What is a deductible?

Written by Penny Gusner on January 16, 2013 & Posted in Auto Insurance

When purchasing an auto insurance policy, you quickly will realize you are expected to choose a deductible for certain types of coverages. But how can you choose the right deductible amount unless you understand how deductibles work?

A deductible is simply the amount of money that you personally pay out before your car insurance policy benefits begin to kick in.

Certain coverages, such as uninsured/underinsured motorist and personal injury protection (PIP), can require a deductible, depending upon the options available in your state, and physical damages of collision and comprehensive always will require you to choose a deductible amount, even if it's $0.

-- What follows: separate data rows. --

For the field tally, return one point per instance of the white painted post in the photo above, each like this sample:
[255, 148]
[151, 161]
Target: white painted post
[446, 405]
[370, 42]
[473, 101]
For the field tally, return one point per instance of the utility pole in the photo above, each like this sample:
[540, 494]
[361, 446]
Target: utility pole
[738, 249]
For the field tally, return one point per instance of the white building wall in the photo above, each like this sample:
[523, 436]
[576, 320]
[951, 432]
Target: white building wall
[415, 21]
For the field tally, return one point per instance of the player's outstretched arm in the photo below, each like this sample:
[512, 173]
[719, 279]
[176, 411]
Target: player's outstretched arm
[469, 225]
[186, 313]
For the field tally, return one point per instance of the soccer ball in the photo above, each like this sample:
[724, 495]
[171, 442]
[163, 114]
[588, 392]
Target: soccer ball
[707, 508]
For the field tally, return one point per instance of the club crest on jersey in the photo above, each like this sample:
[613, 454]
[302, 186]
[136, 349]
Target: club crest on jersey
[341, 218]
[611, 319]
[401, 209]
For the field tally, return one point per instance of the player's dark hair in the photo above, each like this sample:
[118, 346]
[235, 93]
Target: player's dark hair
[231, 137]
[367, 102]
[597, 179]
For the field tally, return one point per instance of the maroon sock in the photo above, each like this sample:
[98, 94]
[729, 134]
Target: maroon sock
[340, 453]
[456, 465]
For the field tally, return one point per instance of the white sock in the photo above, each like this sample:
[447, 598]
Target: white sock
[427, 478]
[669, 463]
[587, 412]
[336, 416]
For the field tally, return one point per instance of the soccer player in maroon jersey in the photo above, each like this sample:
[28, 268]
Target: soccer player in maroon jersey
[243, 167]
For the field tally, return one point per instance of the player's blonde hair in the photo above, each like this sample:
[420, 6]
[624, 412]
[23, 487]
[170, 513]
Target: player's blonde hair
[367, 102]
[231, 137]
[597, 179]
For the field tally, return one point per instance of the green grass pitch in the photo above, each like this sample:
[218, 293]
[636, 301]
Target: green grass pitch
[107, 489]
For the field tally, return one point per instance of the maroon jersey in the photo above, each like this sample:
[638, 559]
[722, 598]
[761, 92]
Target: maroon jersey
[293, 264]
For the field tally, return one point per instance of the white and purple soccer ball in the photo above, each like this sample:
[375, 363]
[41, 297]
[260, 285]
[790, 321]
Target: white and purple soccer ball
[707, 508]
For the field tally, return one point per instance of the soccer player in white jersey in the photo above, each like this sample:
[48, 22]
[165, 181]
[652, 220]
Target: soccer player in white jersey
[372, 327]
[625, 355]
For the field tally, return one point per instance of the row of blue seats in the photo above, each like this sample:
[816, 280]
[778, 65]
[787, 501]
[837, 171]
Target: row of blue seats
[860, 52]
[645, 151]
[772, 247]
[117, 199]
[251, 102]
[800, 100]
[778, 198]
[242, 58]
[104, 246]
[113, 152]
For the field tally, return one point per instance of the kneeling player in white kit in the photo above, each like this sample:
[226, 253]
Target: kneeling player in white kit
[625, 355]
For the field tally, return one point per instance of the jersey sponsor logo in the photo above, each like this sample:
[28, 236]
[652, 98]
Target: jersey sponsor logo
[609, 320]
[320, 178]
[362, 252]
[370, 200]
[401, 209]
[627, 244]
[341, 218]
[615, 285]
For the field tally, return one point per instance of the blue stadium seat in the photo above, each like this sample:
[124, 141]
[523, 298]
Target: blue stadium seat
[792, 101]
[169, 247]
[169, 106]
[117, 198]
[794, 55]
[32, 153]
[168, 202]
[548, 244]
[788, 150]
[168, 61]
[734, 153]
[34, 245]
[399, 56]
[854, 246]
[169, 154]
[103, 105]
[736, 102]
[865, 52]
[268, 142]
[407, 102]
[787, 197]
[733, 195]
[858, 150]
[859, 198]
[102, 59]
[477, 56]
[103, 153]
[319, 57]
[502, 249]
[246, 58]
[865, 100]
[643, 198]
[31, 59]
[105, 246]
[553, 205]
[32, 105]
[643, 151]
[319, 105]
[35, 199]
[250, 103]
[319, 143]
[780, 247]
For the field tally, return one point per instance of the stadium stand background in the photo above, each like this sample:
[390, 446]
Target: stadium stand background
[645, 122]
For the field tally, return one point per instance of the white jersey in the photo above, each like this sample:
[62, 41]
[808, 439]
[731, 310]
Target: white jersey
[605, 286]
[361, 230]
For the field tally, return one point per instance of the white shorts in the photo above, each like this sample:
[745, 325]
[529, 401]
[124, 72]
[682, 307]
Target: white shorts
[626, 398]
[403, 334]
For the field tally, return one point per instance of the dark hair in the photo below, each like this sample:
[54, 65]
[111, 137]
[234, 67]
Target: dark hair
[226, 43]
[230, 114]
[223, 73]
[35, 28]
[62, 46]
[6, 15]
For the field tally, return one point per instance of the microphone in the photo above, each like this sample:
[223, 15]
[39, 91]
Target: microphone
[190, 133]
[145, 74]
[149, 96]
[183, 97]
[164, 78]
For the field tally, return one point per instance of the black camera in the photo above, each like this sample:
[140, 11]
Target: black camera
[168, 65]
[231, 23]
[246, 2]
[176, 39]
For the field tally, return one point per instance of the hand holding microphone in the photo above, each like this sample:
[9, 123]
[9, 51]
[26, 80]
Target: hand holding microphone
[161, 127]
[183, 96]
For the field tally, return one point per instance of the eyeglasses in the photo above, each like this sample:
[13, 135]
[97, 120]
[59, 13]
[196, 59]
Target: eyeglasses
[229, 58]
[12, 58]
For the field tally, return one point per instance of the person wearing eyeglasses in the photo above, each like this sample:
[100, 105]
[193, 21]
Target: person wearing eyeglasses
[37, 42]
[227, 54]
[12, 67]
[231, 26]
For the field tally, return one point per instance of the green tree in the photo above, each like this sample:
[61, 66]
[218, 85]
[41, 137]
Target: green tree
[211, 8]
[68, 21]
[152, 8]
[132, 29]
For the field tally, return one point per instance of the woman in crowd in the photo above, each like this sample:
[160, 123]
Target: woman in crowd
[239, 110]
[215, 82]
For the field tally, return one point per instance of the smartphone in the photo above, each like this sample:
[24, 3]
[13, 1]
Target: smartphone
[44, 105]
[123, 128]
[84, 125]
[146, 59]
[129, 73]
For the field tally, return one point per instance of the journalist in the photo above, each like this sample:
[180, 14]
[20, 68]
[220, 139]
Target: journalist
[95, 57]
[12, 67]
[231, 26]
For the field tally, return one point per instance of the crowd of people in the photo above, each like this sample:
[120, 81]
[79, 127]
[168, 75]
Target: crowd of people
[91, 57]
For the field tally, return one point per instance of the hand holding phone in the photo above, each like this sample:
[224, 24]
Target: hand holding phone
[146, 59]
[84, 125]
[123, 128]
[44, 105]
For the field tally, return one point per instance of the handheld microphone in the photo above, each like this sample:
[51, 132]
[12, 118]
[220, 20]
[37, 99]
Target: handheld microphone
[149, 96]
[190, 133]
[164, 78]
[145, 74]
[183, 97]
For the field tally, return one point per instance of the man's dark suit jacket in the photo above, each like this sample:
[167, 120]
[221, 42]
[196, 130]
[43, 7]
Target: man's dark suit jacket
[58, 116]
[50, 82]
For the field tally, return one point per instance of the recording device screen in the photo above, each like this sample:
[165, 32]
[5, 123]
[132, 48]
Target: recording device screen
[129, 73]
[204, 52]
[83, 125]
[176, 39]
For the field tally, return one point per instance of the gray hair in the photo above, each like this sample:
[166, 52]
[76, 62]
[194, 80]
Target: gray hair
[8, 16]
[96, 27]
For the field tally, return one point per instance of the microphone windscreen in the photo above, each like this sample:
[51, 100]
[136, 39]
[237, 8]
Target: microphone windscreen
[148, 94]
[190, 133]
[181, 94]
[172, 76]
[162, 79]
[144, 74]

An example of how a deductible works, say you've chosen a $500 deductible for your comprehensive coverage. One day you crash into a deer darting across the road, which causes $5,000 worth of damage to your vehicle. You'd make a comprehensive claim and pay $500 out of your own pocket to the mechanic before your car insurance provider would pay the remaining $4,500.

Alternatively, if the deer hit only your side mirror and the repair costs were $400, then you wouldn't make a claim but instead pay the mechanic the full amount out of your own pocket. Anything under the deductible amount is fully yours to pay without bothering your car insurance company.

A deductible is normally paid out to the mechanic fixing your vehicle. However, if the damage to your vehicle is costly enough, your auto insurance provider may instead decide to total out your vehicle. When this is done, your deductible will be subtracted from the amount of the settlement you will receive for the actual cash value of your vehicle (the amount it was worth the moment before the accident).

Choices for deductibles vary depending upon state regulations and then independent rules of car insurance companies; however, in general, they can start at $0 and go up to $2,500. Most car owners choose a deductible for their collision and comprehensive coverage that is in the $250to $1,000 range.

A higher deductible can lower rates and save you money because you are taking on more financial responsibility. A lower deductible will give you higher rates, but less to pay out if you make a claim.

It's important to choose your deductible amounts wisely when you set up your policy. You don't want to choose a deductible that you can't afford if you need to make a claim. And remember, there is always the possibility that you may need to make multiple claims and pay out multiple deductibles within a short period of time.

You can easily get multiple auto insurance rate quotes to see how changing a deductible, higher or lower, would affect your rates, and then make the right decision for your situation. And if your financial situation changes, you're allowed to change your deductible amount choices during your policy period.